Data Analysis with Apache HDFS, Hive, Sqoop
On the way of being Data Engineer. I like manage data, that is why I want.
Introduction
Apache Hadoop is the efficient role to big data. In this role, Apache Hadoop can storage data and process data. This article will basically touch on what Apache concepts are. After the definition, Project will made on how to use Apache HDFS, Hive, Sqoop and PostgreSQL concepts together. This project is not more about Data Analyzes. It is for Data Engineering.
Hadoop Distributed File Storage (HDFS)
HDFS was wrote / distributed by Java. HDFS is scalable and transportable file system. Sample Hadoop is that distributed to HDFS and MapReduce. Hadoop uses HDFS for storage data. Hadoop uses MapReduce for processing data.

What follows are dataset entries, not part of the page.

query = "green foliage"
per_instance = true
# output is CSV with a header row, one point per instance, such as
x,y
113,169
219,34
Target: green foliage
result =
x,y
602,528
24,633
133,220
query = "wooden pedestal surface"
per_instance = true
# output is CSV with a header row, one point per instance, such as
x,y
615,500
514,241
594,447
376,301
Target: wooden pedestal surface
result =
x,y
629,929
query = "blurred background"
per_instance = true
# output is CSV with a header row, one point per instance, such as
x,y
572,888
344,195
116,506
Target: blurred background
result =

HDFS has got five services. Those are;
- Name Node
- Job Tracker
- Secondary Name Node
- Data Node
- Task Tracker
MapReduce
MapReduce is programming model about Hadoop that used for getting data storage from HDFS.
How it works?
There are two function in MapReduce. These are Map and Reduce. They are ordered to each other.
- Map are took input as <key, value> from disk. It processes input. It makes output as <key, value>.

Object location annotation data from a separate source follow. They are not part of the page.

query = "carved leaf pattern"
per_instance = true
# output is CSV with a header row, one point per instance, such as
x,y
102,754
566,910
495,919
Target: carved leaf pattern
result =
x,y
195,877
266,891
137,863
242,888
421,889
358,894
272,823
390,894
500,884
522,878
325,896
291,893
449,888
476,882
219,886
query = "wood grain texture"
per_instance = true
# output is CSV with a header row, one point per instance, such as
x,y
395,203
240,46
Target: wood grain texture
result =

- Reduce are took input as <key, value> without map. It produces output as <key, value>.
Keys and values are different for usage. All inputs / outputs are storage in HDFS. Map is necessary for filtering / ordering data. Reduce is not necessary. It is optional.
Yarn
Yarn is resource management technology and work schedule technology. Yarn is the basic component of Apache Hadoop. Yarn is responsible for allocation system resource to applications and timing targets in nodes.
Analyze Data
import pandas as pd
dataframe = pd.read_csv("flo100k.csv", sep="|")
dataframe.head()
There is too feature when see data. When analyze to features, company;
- What do customers prefer platform type?
- Which channel do customers use on the platform?
- What is the customer’s budget for shopping?
- Which categories do customers shop? finding answers to questions.
Features
Dataframe Schemas for PostgreSQL & Apache Hive
For these schemas, see to features names and their data types. Data types can be change what sql uses. They are for postgresql and apache hive. Seemed the dataframe structure. From now on, continue with postgresql schema.
For application what we can do;
- Create table for PostgreSQL schema.
- Importing csv file data to table.
- Transfer table PostgreSQL to Apache HDFS with Apache Sqoop.
- Transfer table PostgreSQL to Apache Hive with Apache Sqoop.
- Create another Apache Hive table as .orc formatted.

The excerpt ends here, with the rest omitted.